Partiamo dall’inizio. La vostra storia discografica comincia nel 2020, ma sembra che tutti voi abbiate fatto della buona gavetta, a giudicare dalla matura consapevolezza del vostro approccio artistico. È così?

Sean, che è il più “vecchio” tra noi, ha un passato discografico importante con 4 LP da solista e 5 col suo gruppo storico “Progressivexperience” – oltre a numerosi tour live a livello europeo dal 2006 al 2020. Agostino invece è stato messo dietro una batteria e poi a un pianoforte già all’età di due anni, proseguendo poi con una formazione didattica che recentemente ha virato verso il jazz, collaborando con personaggi del calibro di Christian Meyer. Giuditta è una violoncellista professionista, che vanta numerose collaborazioni ad alti livelli. Nicole è Nicole! Siamo il suo primo progetto importante e possiamo dire con certezza che è una stella che doveva essere solo scoperta, con una timbrica vocale unica e straordinaria.

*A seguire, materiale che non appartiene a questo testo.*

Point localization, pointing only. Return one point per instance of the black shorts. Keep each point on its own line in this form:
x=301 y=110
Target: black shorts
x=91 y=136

Quali sono le esperienze che più hanno segnato il vostro percorso artistico?

Veniamo tutti da formazioni musicali diverse anche se convergenti, quindi questo progetto è riuscito a farci esprimere nei nostri modi più spontanei e profondi. Più che evolvere dalle esperienze pregresse, Tokyo Suicide è un modo per noi di generare delle libertà espressive nuove e sfuggire da anteriori schemi o pregiudizi creati con i gruppi precedenti, che per alcuni di noi erano troppo legati a degli stereotipi di genere. Tokyo Suicide, insomma, ci ha reso veramente liberi di esprimerci.

Nel 2020 pubblicate un disco d’esordio al napalm, al quale seguirà un lungo periodo di silenzio. Ora, dopo tre anni, ripartite da “Here and Now”: che significato ha per voi questo brano?

Per quanto riguarda le liriche scritte da Sean, “Here and Now” rappresenta l’intera gamma delle emotività umane e i molti anni di formazione e di attese dedicate alla musica che vengono concentrate in tre minuti di  emozioni e passione. In un mondo estremamente liquido, il “qui e ora” è l’unico modo per poter sentire – non soltanto in senso uditivo.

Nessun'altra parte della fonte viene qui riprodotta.